Stress normally refers to adversity or hardship such as grief, poverty or other troubling situations. When a person experiences a stressful event, it can cause many physical issues in the body such as a rise in blood pressure, the release of stress hormones, and depression. The Fight-or-Flight hormone, cortisol, is a normal response to stress and all the blood goes to the muscles so a person is ready for action.

It is important to distinguish the differences between chronic and normal stressors. Moderate and challenging stress which is limited to a short period of time is sometimes perceived to be almost pleasant. Some people actually seek out stressful situations, that promote the release of stress hormones. However, long-term stressors, such as the loss of a loved one or job loss, produce feelings of inadequacy, depression and helplessness.

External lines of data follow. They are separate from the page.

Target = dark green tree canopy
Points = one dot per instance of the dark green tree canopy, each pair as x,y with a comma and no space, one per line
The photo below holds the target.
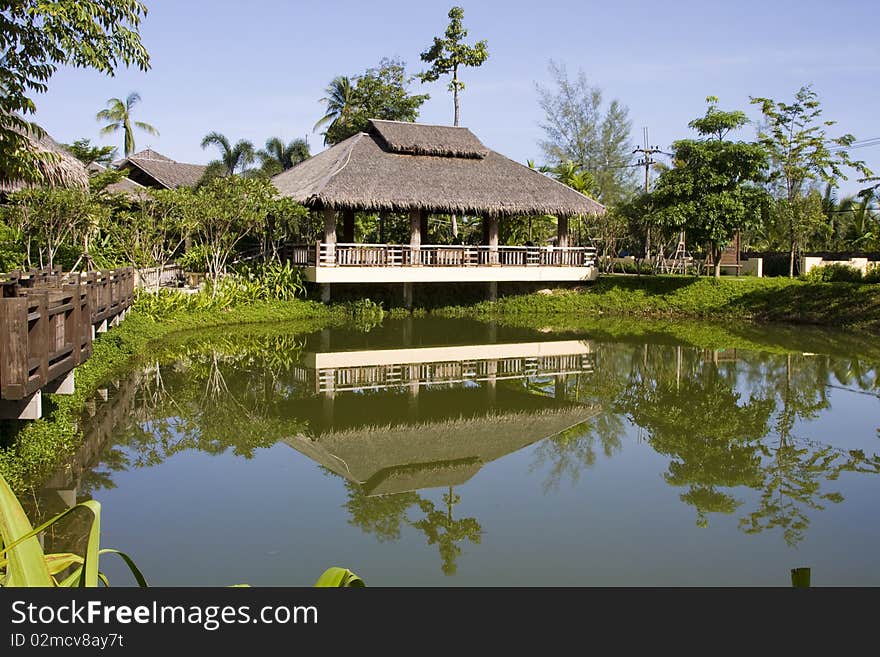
37,36
712,191
448,54
580,129
380,93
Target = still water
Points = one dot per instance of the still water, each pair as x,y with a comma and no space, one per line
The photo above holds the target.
451,452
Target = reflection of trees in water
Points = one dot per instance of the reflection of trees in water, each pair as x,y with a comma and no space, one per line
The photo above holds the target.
719,440
385,515
211,397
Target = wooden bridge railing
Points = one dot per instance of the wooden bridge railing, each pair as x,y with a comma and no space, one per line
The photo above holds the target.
48,320
438,255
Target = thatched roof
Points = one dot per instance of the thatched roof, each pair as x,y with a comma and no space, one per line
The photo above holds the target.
59,169
402,166
393,459
153,169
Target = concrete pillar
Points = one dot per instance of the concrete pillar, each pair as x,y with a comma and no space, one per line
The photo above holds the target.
559,387
29,408
493,240
330,234
348,225
562,232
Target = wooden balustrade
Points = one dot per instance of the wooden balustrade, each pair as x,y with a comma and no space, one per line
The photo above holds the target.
48,320
438,255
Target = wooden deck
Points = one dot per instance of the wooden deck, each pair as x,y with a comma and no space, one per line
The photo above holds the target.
395,263
48,320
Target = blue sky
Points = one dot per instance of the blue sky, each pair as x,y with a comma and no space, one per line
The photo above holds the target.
257,69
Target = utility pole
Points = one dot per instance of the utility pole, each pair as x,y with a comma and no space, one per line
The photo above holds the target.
646,161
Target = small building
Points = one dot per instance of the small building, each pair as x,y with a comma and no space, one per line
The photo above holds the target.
420,170
60,169
151,169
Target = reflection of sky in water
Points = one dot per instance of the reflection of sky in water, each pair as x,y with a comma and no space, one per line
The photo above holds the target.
590,506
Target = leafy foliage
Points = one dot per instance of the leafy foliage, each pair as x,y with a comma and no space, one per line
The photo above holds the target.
379,93
834,273
801,156
712,190
578,131
117,116
446,55
37,36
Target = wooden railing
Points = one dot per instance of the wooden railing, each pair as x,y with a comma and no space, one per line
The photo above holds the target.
48,320
437,255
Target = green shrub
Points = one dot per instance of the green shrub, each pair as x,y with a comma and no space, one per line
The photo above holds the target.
195,259
834,273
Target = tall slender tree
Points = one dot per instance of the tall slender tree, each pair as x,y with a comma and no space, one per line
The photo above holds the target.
339,101
36,36
580,128
278,156
802,156
231,157
118,116
449,54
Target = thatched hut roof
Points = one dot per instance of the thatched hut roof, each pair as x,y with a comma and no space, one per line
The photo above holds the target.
152,169
394,459
398,166
59,169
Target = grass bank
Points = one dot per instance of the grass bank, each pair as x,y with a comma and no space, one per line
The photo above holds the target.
31,453
782,300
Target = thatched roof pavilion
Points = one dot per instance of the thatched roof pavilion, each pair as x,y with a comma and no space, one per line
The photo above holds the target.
399,167
150,168
59,169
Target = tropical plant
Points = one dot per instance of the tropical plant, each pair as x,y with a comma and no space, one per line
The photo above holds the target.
231,157
83,151
712,191
339,102
278,156
36,36
448,54
118,116
23,562
50,219
577,129
802,156
379,93
834,273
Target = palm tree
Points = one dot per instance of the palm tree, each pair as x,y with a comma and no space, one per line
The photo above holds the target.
277,157
118,115
231,157
339,101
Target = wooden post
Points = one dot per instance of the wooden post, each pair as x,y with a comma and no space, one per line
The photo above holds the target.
562,232
423,216
13,347
330,234
415,236
493,240
348,225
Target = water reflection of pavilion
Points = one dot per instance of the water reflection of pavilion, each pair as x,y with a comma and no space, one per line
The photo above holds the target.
396,420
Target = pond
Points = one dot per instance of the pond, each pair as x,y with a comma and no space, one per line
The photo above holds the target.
451,452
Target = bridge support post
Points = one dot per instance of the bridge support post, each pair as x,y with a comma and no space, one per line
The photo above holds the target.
29,408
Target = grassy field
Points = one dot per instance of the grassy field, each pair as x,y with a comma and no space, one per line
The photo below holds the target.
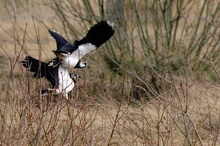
168,96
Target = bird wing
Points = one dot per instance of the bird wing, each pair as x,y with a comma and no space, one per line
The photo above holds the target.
96,36
99,34
62,44
41,69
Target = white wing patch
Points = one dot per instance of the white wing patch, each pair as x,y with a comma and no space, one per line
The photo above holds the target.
84,49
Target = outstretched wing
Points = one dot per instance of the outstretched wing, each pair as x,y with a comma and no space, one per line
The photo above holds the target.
62,44
41,69
35,66
96,36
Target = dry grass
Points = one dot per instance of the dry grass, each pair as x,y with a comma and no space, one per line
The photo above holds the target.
186,113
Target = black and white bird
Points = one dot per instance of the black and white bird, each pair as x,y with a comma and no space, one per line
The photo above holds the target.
69,55
62,82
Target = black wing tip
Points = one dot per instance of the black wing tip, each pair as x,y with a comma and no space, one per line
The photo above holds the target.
111,24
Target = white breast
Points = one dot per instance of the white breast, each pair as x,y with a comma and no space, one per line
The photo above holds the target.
66,84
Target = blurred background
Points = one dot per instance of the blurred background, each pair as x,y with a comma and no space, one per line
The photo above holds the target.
162,62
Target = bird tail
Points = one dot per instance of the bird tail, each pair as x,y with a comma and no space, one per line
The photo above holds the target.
99,33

Chronic stress brings about an increased risk of someone developing depression, colds, influenza, migraines, teeth grinding or jaw clenching. Having a traumatic and troubled childhood is a key factor in making people more vulnerable later in life. The link between early adversity and late life problems runs through social changes.

Experiencing high levels of stress in life can cause methylation of the key genes which control stress. That is to say, early trauma alters a person’s genetics and then this happens, someone lives in a constant state of anxiety and stress.

There is rock solid proof of the link between chronic stress, and the motivation a person has to abuse drugs or alcohol. Human research studies have shown an adverse childhood trauma, such as sexual abuse, violence, physical abuse or family dysfunction is associated with an increased likelihood of the risk for addiction. People in an unhappy relationship/marriage, dissatisfaction with their job or harassment, also report a higher risk of becoming addicted to drugs or alcohol.

Experiencing high emotional stress is associated with a loss of impulse control and the inability to delay gratification. Chronically stressed people are likely to give in to their impulses such as smoking, drinking, over eating, and drug abuse, as a means of coping with daily stress.

In total, the more stressful life events are for someone, coupled with poor coping skills, these things could impact the risk of addiction. These reasons explain why it’s important to have a better understanding of how stress works and to offer skills development and relapse prevention options at an addiction treatment program.